Robert Caby et l'attraction surréaliste : la question du pouvoir libérateur de la musique

par Elodie Nel

Thèse de doctorat en Musique et musicologie

Sous la direction de Violaine Anger.

Thèses en préparation à Evry-Val d'Essonne , dans le cadre de Ecole doctorale Sciences de la Société (Evry) depuis le 25-10-2010 .


  • Résumé

    Le compositeur français Robert Caby (1905-1992), auteur de près de neuf cent partitions, critique d’art, dessinateur et poète, n’a fait l’objet à ce jour d’aucune étude. Peu de musiciens se sont intéressés comme lui au groupe surréaliste. Mais il n’en a jamais fait partie et a toujours revendiqué son indépendance. Notre étude vise à montrer que ce qu’il retient du mouvement surréaliste, c’est avant tout une posture vis-à-vis de la musique régie par l’idée de liberté. Celle-ci se manifeste à travers son indépendance, sa recherche des effets libérateurs de la musique, son refus de s’enfermer dans un seul médium artistique, sa conception hétérogène de l’œuvre musicale. Après avoir exposé la relation de Robert Caby avec les surréalistes, notre étude dévoile d’autres centres d’intérêts expliquant son indépendance : son militantisme politique, son admiration pour Satie, son intérêt pour l’art radiophonique et le cinéma. La question des effets libérateurs de la musique est omniprésente dans ses écrits, qu’ils portent sur le rôle de la musique dans l’action révolutionnaire, le pouvoir onirique de la musique au service de l’image, ou le burlesque musical. Le ballet composé sur un argument de Prévert (1932) et la pièce radiophonique L’Objet aimé (1950) sur un texte de Jarry sont deux œuvres expérimentales qui témoignent d’une intégration des orientations du surréalisme. La question du pouvoir libérateur de la musique fait de Robert Caby un artiste inclassable, en porte-à-faux avec les compositeurs sériels de l’après-guerre. En établissant un lien entre l’indépendance de cet artiste et sa méconnaissance, cette étude réinterroge notre manière de faire l’histoire de la musique.

  • Titre traduit

    Robert Caby and the surrealist attraction : the question of music as a liberating force


  • Résumé

    Robert Caby (1905-1992), the French composer, art critic, drawer and poet, and author of nearly 900 scores, has not until now been the object of any formal study. Few musicians were as interested as he with the Surrealists. He never joined the group, however, and always staunchly maintained his independence. The present study aims to show that the primary idea he derived from the Surrealist movement was that of an approach to music rooted in the concept of liberty. This is manifest in his independence, his research into the liberating effects of music, his refusal to be bound to a single artistic medium, and his heterogeneous perspective of musical works. After expounding Robert Caby’s relationship with the Surrealists, this study reveals other points of interest that illustrate his independence: his militant political activism, his admiration for Satie, and his fascination with radiophonic art and cinema. The notion of the liberating effects of music is omnipresent in his writings, whether they focus on the role of music in revolutionary action, music’s oneiric power when set to aid images, or on burlesque music.

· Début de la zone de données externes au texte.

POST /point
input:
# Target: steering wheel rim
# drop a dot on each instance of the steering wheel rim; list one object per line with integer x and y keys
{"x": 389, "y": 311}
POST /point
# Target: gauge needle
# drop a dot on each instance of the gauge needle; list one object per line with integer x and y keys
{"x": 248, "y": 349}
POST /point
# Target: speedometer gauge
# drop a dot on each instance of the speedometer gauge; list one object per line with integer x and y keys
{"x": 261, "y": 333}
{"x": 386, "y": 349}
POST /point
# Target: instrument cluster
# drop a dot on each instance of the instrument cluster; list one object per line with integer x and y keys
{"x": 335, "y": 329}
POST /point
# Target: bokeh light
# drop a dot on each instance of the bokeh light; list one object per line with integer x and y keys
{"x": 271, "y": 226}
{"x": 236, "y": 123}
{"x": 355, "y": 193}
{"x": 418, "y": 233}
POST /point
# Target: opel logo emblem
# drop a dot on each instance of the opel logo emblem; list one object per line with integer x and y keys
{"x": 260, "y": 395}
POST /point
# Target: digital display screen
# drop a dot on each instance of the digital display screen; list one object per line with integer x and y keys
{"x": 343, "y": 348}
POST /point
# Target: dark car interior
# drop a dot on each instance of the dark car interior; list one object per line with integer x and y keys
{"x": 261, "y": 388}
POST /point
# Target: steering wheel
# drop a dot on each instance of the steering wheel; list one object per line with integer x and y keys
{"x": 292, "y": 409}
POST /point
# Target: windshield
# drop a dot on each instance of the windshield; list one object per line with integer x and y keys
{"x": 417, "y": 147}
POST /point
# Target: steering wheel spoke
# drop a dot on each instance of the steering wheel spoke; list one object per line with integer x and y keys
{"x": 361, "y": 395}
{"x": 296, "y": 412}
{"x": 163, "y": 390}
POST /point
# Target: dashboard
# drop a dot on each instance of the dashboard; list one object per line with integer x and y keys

Two of his experimental works – the ballet based around a motif from Prévert (1932), and the radiophonic piece, L’Objet aimé (1950), inspired by a text by Jarry – bear witness to a combination of aspects of Surrealist thought. The question of music as a liberating force marks Robert Caby as an artist who defies classification, at odds with the serialist composers of the post-war period. By establishing a link between the artist’s independence and his relative obscurity, this study calls back into question the way in which the history of music is written.